Now, prior to opening the call for commercial space lunar transportation on a recurring basis, NASA is asking U.S. companies to hone HLS concepts and safety measures. The companies will be awarded the under the research and development procurement, known as NextSTEP-2 Appendix N. They will help NASA polish requirements for the future recurring services solicitation, which will secure regular crewed trips from Gateway in lunar orbit to the lunar surface and back.

We are priming U.S. industry to become reliable service providers in the lunar marketplace,” said Greg Chavers, assistant deputy for Systems Engineering and Integration for human spaceflight at NASA Headquarters in Washington. “Riding on American ingenuity, Artemis astronauts will explore new areas of the Moon, where we will unlock mysteries of the solar system for the benefit of all.

NASA’s ultimate goal is to enable the safest and lowest cost long-term approach to access the lunar surface and to be just one of the multiple customer purchasing services in the lunar transportation market.

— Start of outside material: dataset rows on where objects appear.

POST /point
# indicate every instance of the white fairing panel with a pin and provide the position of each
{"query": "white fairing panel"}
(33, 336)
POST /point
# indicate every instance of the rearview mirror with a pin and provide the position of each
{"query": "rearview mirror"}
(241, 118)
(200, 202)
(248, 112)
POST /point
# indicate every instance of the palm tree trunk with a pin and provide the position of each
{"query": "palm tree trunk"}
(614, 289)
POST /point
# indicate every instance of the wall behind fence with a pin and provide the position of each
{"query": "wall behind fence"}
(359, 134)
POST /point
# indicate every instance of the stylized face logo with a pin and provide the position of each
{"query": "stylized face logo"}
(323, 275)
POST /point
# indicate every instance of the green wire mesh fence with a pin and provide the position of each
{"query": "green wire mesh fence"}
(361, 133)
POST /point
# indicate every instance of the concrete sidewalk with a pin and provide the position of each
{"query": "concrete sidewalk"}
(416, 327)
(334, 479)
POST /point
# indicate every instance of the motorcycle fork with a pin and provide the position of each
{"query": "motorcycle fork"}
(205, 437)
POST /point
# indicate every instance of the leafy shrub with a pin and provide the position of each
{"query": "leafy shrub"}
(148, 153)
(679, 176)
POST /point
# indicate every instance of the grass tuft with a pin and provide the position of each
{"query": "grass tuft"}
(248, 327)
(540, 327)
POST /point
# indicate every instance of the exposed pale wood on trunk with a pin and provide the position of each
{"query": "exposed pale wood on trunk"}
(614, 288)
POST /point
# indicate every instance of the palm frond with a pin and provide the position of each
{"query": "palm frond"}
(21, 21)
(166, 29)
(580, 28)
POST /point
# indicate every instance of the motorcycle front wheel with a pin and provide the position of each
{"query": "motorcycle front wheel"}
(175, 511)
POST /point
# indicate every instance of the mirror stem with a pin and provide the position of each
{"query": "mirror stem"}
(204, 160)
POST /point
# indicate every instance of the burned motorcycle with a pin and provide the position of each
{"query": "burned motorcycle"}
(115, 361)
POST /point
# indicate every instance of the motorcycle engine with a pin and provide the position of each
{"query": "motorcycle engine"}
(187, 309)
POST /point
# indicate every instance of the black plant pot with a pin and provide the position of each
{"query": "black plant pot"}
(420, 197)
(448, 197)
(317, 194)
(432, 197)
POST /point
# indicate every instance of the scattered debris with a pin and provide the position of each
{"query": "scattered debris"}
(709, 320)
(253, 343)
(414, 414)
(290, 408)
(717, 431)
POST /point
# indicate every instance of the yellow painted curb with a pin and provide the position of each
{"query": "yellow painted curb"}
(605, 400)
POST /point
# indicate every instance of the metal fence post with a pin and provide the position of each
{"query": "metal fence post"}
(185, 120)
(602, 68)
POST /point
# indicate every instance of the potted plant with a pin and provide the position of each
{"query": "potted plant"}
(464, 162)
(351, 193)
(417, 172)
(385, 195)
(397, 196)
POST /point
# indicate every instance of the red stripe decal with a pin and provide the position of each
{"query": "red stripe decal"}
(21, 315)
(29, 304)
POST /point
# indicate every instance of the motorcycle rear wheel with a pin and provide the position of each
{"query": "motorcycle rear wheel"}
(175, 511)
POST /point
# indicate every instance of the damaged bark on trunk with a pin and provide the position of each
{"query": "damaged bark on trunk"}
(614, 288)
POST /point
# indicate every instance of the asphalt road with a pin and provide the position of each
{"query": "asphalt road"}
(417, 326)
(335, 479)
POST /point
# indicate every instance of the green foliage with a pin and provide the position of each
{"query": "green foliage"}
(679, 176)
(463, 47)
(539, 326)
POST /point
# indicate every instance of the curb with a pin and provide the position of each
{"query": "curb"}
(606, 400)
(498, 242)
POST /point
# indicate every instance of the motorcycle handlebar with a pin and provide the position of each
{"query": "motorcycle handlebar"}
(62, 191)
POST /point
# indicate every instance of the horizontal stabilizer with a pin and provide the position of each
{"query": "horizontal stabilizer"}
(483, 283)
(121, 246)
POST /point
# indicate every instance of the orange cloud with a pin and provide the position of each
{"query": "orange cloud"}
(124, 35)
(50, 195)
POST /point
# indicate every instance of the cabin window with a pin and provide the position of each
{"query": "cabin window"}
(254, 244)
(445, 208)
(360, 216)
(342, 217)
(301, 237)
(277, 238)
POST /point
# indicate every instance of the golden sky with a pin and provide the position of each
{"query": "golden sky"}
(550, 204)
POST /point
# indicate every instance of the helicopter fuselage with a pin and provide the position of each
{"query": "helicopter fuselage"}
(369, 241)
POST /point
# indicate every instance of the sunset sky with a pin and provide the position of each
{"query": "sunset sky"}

Landing humans on the Moon – and achieving a resilient presence there – is no small feat. Lunar landers are a major piece needed to set Artemis in motion toward that goal,” said Kathy Lueders, NASA’s associate administrator for Human Exploration and Operations. “We are another step closer to proving, once again, that NASA is a global leader in space exploration. Our presence at the Moon will inspire the next generation of diverse scientists, engineers, and explorers to take even greater leaps.

The Appendix N Broad Agency Announcement also seeks industry feedback on sustaining HLS requirements, as well as safety and mission assurance, design and construction, and health and medical standards. NASA expects to award HLS Appendix N contracts before the end of the calendar year and then to seek proposals for repeatable HLS services in 2022.